Paria Goodarzi is a visual artist and social art practitioner, member of UNESCO RILA Affiliated Artist network, and the Young Academy of Scotland. Paria studied BA (Hons)Textile Design from University of Science & Culture in Tehran, Sculpture & Environmental Art at Glasgow School of Art, and Master of Adult Education, Community Development, & Youth Work at Glasgow University.

Her work focuses on cultural and political transfers and translocations and the ideas of the contemporary human condition, cultural identity, and displacement. Paria examines the processes of formation, and representation of identity through a multidisciplinary praxis that often takes the form of collaborative, participatory and socially engaged artworks.

This blog by Paria Goodarzi is about her project, Remembering the Future, from a collaboration with Francisco Llinas. It was originally published by Govanhill Baths. Visit the website to follow Paria’s work and keep updated on future events.

We live in an era of population growth, democratic change, social exclusion, successive refugee crises, and the existential threat of climate chaos. These volatile changes often result in the exclusion of large groups from their homes and the isolation of individuals. Broad changes in public policy and the development of social equity are needed.

Remembering the Future is a participatory art project of co-creation with different age groups from diverse cultural backgrounds, exploring the place of socially-engaged art in relation to migration and social change. It recognises the impact of isolation and the difficulties developing social contact beyond a familiar cultural community.

Together we are investigating how socially-engaged art can help develop a new understanding and response to issues facing our society, and how participants find benefit from being in a community arts project.

These questions are linked to the intrinsic role of the arts as providers of visibility. Arts transform the meaning of objects and actions by contextualising elements within human problems, bringing to the surface what was previously invisible. At the same time, a peek into our human fragility and the intersubjectivity of our problems and social perceptions. Helping to evaluate what we understand as injustice, precarity, helplessness and emergency by giving a voice to silence.

I bring my own childhood experiences to this co-creation. I witnessed many social and political changes over years, leading to harmful social and political interaction in my community. I witnessed and experienced how people start to separate from their nature and their culture in order to stabilise in other places. Through my personal experience and interest in working with the community I think it is in this precise space and time that positive change can happen and the impact on people and places becomes real.

How can we shape the place we live? How is identity – both social and individual – shaped by the changing landscape, the local history, and the political environment. This and many other similar questions inspire my current practice.

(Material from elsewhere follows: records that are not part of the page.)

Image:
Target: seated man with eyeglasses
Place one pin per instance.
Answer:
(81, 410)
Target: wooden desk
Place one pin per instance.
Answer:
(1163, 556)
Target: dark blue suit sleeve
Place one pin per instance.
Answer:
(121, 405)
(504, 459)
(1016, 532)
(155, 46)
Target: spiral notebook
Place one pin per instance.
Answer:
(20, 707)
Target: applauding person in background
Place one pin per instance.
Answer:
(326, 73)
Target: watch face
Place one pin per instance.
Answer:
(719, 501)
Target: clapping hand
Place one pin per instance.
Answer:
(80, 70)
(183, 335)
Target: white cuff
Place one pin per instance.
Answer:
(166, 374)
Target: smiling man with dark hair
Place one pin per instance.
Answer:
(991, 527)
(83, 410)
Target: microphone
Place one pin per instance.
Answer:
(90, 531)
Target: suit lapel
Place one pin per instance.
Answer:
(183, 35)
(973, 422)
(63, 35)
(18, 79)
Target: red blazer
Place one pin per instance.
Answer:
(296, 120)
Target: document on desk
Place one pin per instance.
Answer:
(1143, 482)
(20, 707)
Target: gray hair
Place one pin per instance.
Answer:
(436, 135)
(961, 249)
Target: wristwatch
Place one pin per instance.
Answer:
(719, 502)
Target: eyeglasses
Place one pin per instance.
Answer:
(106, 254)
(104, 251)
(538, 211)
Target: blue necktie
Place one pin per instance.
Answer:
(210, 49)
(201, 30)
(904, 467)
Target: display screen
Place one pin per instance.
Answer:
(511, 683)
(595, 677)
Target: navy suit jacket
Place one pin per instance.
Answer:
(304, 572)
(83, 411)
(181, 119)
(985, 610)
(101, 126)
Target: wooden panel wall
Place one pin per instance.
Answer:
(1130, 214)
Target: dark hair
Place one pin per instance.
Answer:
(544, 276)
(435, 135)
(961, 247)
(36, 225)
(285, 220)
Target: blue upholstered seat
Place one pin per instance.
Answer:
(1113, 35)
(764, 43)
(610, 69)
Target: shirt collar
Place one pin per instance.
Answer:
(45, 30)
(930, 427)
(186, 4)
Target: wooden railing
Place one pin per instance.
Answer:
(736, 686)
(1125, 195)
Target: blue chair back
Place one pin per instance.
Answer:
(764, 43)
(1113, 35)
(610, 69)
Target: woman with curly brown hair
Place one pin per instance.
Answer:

Over the course of my research, I examine the challenges facing communities with the goal of developing new understanding and responses in relation to issues facing migrants. Explore the notions of belonging and place ownership as a means to construct and strengthen community bonds through developing skills, inclusion, and collaboration.

I am developing this while a Culture Collective Artist at Govanhill Baths in Glasgow, as multi-disciplinary practice and interpreting the theme of ‘Occupy’. It is taking shape as installations, images and objects developed from an ongoing series of workshop collaborations.

We have walked together, exchanged ideas, connected with places and histories that are frequently overlooked, and strengthened bonds between both past and present communities. During our walks we have a chance to listen, observe and learn from history. Together we will trace the past and discover ways to protect the value and dignity of our own heritage, which has been affected over time as a result of political, social, and cultural divisions. ‘Remembering the Future’ is a weekly workshop over ten weeks. Participants are invited to produce a collection of artefacts as a way to bring people together and start critical conversations around local issues.

The programmes will use printmaking, drawing, creative writing, and photography, as a means for informal education and cultural/political action, encouraging crossovers between art making and everyday creative thinking and resulting in cultural expressions from diverse communities in the broadest possible sense. The resulting artefacts are embodiments of conversations which participants can share.

We are planning for a final publication and public installation in Summer 2023.